Les voyages de l'ex-président du comité exécutif de Montréal, Frank Zampino, avec Tony Accurso, l'homme d'affaires dont l'entreprise a, par la suite, obtenu au sein du consortium GéniEau le plus gros contrat de l'histoire de la Ville de Montréal, relancent le débat sur l'éthique en milieu municipal.

Créer un commissaire à l'éthique indépendant du pouvoir permettrait d'établir des balises nécessaires pour éviter toute situation ambiguë.

 

C'est l'avis de l'Institut sur la gouvernance des organisations publiques et privées (IGOPP) et du Commissaire au lobbyisme du Québec. Ils répondent ainsi à la proposition faite cette semaine par le chef de l'opposition à Montréal, Benoit Labonté.

Selon lui, il faudrait que le commissaire à l'éthique, une fonction qui existe à Toronto et dans une moindre mesure à Longueuil, dépende du conseil municipal. Pour le Commissaire au lobbyisme du Québec, André C. Côté, il faut redéfinir les règles du jeu: l'encadrement éthique et déontologique des titulaires de charge publique «préoccupe» les citoyens.

«On arrive au point où, dans un passé récent, il y a eu quelques cas de figure qui nous amènent à penser qu'il y aurait peut-être lieu de redéfinir les règles du jeu, dit-il. Il y a beaucoup à construire dans le milieu municipal. Il est certain que la piste d'une entité indépendante est une piste intéressante.»

Mais au ministère des Affaires municipales, la ministre «fait confiance à ses élus et ne veut pas s'ingérer dans la vie publique municipale», a dit son attachée de presse, Louise Quintin.

Le directeur de l'IGOPP, Michel Nadeau estime quand même qu'il serait opportun de définir une politique à Montréal pour les questions d'éthique. «Il doit y avoir une politique sur ce qui est acceptable et ce qui n'est pas acceptable», dit-il.

M. Nadeau est revenu sur l'affaire des voyages de M. Zampino. Il dit qu'il est tout à fait normal que les élus aient des rapports avec des gens d'affaires. «L'important est que ces rencontres ne soient pas l'occasion de donner des avantages substantiels qui pourraient influer sur l'indépendance du jugement, dit-il. Le dirigeant, les cadres, M. Zampino, doivent demeurer libres dans leur jugement d'approuver les mandats, de donner les contrats au plus offrant, dans l'intérêt de la Ville.»

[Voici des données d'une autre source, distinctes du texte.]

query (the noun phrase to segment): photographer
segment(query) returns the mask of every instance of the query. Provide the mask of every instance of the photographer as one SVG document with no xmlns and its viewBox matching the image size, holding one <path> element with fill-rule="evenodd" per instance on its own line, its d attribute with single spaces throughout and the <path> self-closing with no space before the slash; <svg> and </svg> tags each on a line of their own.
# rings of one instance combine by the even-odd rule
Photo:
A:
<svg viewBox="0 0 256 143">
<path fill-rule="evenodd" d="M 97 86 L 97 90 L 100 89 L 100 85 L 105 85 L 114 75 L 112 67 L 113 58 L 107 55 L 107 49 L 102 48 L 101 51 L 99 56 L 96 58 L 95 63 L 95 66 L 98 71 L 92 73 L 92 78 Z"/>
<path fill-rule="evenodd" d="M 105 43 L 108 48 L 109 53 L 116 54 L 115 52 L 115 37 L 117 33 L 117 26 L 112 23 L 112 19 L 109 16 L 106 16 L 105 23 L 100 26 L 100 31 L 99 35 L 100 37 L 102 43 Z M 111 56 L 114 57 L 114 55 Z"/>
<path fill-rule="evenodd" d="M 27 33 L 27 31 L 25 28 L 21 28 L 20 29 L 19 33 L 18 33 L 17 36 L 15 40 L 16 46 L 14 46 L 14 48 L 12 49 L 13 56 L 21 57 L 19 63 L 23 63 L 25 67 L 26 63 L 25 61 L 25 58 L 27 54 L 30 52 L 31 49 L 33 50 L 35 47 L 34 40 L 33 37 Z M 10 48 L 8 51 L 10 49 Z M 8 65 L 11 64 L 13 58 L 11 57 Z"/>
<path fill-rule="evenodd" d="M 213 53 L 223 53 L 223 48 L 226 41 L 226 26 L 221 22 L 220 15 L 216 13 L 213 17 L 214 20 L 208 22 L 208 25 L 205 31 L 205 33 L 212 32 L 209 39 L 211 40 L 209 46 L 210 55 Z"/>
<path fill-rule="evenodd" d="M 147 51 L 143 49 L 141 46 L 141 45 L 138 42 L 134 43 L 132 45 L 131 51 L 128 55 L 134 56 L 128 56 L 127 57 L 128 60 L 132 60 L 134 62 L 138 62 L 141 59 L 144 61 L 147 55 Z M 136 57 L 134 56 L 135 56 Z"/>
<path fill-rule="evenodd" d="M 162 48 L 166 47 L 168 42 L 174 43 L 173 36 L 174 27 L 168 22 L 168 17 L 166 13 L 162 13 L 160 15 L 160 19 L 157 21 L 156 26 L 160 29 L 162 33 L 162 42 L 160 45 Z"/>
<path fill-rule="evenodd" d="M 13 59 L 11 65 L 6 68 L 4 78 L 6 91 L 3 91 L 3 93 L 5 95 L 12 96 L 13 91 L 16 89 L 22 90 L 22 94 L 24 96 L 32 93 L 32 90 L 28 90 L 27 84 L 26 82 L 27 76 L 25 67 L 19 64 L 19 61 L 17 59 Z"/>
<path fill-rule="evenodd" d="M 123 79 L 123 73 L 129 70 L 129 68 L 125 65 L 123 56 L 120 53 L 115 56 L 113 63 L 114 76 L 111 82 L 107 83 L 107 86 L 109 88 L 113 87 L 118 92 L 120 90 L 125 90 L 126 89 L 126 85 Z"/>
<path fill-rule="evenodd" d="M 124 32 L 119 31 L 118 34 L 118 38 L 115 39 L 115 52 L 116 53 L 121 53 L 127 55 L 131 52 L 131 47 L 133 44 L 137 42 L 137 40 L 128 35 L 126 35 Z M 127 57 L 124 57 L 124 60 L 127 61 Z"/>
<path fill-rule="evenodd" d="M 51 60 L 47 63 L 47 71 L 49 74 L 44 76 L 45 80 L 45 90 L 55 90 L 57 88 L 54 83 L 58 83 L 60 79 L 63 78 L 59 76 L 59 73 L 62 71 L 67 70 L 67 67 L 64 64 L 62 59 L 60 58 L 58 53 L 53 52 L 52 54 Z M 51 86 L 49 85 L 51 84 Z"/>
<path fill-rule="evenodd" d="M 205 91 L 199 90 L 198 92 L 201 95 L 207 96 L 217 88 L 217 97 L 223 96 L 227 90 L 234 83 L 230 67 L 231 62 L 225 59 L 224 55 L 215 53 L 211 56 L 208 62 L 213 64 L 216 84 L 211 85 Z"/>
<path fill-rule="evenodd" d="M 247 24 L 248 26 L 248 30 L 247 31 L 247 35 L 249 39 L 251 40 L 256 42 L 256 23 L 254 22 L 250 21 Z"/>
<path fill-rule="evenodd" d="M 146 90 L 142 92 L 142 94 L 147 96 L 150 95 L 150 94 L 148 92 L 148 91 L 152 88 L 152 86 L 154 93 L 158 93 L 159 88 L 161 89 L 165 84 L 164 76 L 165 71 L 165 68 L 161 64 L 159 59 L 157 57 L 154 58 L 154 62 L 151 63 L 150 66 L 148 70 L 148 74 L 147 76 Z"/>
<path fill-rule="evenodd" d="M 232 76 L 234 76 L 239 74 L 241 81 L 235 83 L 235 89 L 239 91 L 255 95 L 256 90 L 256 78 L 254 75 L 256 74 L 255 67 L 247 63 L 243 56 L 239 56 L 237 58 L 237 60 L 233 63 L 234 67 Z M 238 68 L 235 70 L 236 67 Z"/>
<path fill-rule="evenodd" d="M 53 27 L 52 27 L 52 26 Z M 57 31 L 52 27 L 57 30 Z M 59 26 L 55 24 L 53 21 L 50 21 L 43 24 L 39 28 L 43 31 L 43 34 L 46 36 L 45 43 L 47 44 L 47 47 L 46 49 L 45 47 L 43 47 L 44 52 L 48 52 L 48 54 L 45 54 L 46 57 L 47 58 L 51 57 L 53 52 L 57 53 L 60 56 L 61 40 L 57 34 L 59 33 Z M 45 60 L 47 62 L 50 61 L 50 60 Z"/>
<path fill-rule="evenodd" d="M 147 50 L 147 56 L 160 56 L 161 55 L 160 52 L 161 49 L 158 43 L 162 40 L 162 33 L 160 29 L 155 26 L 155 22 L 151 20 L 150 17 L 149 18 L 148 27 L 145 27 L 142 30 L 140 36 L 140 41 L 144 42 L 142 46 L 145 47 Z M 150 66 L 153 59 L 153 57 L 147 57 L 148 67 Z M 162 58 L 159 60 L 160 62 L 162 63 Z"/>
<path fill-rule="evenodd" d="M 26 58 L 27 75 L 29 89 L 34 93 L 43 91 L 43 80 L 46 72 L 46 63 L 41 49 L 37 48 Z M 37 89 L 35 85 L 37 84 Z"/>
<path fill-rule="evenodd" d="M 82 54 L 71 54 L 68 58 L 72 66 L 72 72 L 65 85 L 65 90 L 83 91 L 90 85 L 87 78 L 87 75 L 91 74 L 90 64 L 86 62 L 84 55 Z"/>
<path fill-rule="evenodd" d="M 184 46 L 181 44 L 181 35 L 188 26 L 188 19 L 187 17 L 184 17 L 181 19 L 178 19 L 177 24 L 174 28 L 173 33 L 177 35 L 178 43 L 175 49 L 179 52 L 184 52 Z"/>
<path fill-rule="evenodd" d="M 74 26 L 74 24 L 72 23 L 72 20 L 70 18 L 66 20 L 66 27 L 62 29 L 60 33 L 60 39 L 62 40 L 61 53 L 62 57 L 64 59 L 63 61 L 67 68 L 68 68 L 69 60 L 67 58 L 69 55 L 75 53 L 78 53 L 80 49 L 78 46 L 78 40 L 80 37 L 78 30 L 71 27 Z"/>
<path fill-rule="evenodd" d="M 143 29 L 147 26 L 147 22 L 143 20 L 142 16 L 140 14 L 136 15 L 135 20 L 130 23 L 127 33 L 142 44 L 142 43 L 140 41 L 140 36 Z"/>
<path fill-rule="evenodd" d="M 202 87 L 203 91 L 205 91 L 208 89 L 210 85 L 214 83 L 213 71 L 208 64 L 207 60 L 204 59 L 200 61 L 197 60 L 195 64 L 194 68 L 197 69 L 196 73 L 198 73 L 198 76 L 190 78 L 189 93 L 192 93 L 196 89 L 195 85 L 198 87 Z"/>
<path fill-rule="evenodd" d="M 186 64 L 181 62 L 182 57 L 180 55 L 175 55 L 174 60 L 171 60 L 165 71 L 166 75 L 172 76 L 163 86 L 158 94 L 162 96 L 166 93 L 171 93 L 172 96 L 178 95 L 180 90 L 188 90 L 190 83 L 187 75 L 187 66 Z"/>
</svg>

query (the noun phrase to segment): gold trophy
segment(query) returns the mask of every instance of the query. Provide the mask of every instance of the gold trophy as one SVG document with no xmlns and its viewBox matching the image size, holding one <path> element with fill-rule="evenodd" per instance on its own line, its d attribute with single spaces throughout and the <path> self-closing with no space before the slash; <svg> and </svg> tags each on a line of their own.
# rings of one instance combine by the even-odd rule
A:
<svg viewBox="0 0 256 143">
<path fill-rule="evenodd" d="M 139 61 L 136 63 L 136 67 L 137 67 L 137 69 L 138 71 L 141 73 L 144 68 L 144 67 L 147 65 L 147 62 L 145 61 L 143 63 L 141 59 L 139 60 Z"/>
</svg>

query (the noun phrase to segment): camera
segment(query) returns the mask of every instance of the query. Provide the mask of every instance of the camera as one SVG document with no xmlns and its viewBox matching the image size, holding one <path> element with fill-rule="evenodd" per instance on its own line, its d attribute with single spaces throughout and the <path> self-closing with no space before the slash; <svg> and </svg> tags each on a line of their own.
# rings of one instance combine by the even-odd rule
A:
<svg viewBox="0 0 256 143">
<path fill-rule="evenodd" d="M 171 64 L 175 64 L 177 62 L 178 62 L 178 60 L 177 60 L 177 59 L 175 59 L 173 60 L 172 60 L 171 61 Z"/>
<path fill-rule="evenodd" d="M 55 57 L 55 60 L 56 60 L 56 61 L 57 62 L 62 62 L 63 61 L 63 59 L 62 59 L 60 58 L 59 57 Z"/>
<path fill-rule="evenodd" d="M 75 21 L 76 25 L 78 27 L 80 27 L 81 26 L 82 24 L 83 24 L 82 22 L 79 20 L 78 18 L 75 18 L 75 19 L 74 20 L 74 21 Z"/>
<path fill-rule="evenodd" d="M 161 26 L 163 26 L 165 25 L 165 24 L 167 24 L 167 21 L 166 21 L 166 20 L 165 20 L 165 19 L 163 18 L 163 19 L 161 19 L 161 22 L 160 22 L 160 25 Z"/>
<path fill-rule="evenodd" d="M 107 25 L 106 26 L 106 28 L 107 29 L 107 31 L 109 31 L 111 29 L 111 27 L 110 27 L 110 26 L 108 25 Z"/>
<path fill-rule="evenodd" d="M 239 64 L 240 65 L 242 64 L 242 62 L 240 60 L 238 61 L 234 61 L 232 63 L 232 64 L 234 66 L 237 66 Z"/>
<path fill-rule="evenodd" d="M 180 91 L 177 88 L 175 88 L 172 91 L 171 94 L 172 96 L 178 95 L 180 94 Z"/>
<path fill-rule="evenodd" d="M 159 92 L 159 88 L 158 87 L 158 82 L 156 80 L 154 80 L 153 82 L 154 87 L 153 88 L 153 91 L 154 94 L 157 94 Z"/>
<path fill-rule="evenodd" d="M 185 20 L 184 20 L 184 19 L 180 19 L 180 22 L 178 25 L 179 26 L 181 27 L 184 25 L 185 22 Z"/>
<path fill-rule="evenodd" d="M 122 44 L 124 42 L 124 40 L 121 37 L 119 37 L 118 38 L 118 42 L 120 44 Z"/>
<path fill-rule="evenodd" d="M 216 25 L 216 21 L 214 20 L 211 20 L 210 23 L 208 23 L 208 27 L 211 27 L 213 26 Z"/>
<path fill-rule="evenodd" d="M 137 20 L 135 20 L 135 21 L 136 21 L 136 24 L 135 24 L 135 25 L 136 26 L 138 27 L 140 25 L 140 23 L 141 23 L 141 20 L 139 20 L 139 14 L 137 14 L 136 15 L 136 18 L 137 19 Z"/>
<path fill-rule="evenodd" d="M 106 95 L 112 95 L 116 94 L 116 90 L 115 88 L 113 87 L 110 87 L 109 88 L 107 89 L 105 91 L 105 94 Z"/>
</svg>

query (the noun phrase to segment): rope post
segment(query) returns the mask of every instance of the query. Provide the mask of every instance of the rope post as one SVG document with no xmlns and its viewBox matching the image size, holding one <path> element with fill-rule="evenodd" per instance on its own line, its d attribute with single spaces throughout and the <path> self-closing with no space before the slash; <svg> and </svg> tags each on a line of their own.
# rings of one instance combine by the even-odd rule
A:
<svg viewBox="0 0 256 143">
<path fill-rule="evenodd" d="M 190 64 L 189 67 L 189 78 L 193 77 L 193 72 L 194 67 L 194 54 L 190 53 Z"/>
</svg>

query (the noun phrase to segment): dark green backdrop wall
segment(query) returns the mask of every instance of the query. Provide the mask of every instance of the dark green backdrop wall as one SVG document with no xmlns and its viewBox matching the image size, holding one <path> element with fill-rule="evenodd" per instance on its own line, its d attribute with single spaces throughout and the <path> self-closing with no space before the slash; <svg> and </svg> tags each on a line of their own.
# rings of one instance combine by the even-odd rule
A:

M. Zampino aurait-il dû se priver de vacances avec son ami à cause de ses fonctions politiques? «Lorsque vous êtes en période d'octroi de contrat, lorsque vous êtes dans une situation où il y a un processus d'appel d'offres en marche, vous devez faire très attention parce que même si vous croyez que vous demeurez indépendant d'esprit et que vous vous dites que ça vaut peut-être 1000$ pour une semaine sur un yacht, c'est la perception publique qui prévaut. L'opinion publique est très exigeante par les temps qui courent. La barre est très haute pour les gestionnaires des deniers publics. Vous devez être vraiment au-dessus de tout soupçon.»

Le fait que M. Zampino ait, tel qu'il l'affirme, assumé les frais de transport et de séjour de ses voyages rend-il la situation plus acceptable d'un point de vue éthique?

«Oui, s'il a payé toutes les factures. Mais le point c'est de demeurer indépendant d'esprit par rapport au fournisseur de services, dit M. Nadeau. Moi, si je vous invite au Subway, vous n'aurez pas l'impression de me devoir quelque chose. Mais si je vous invite au Casino et qu'on va manger chez Nuances, que je vous donne des jetons et que je vous paie le champagne, ben, vous allez me dire, je vous en dois une.»

Donc, quand on est un haut dirigeant, il faut être très prudent? «Les gens voient des complots. Ils veulent s'assurer que les décisions des gestionnaires publics sont prises seulement dans l'intérêt de la population et que les relations amicales n'interviennent pas.»

À la Ville, l'attachée de presse du maire, Renée Sauriol, dit que le maire Gérald Tremblay a décidé que la commission de la présidence, qui s'est penchée sur la question de l'éthique, va s'occuper de ce dossier dans les prochains mois. «Le maire a ajouté qu'il faudra regarder comment on pourra appliquer aux élus l'actuel guide de conduite destiné aux employés», dit-elle.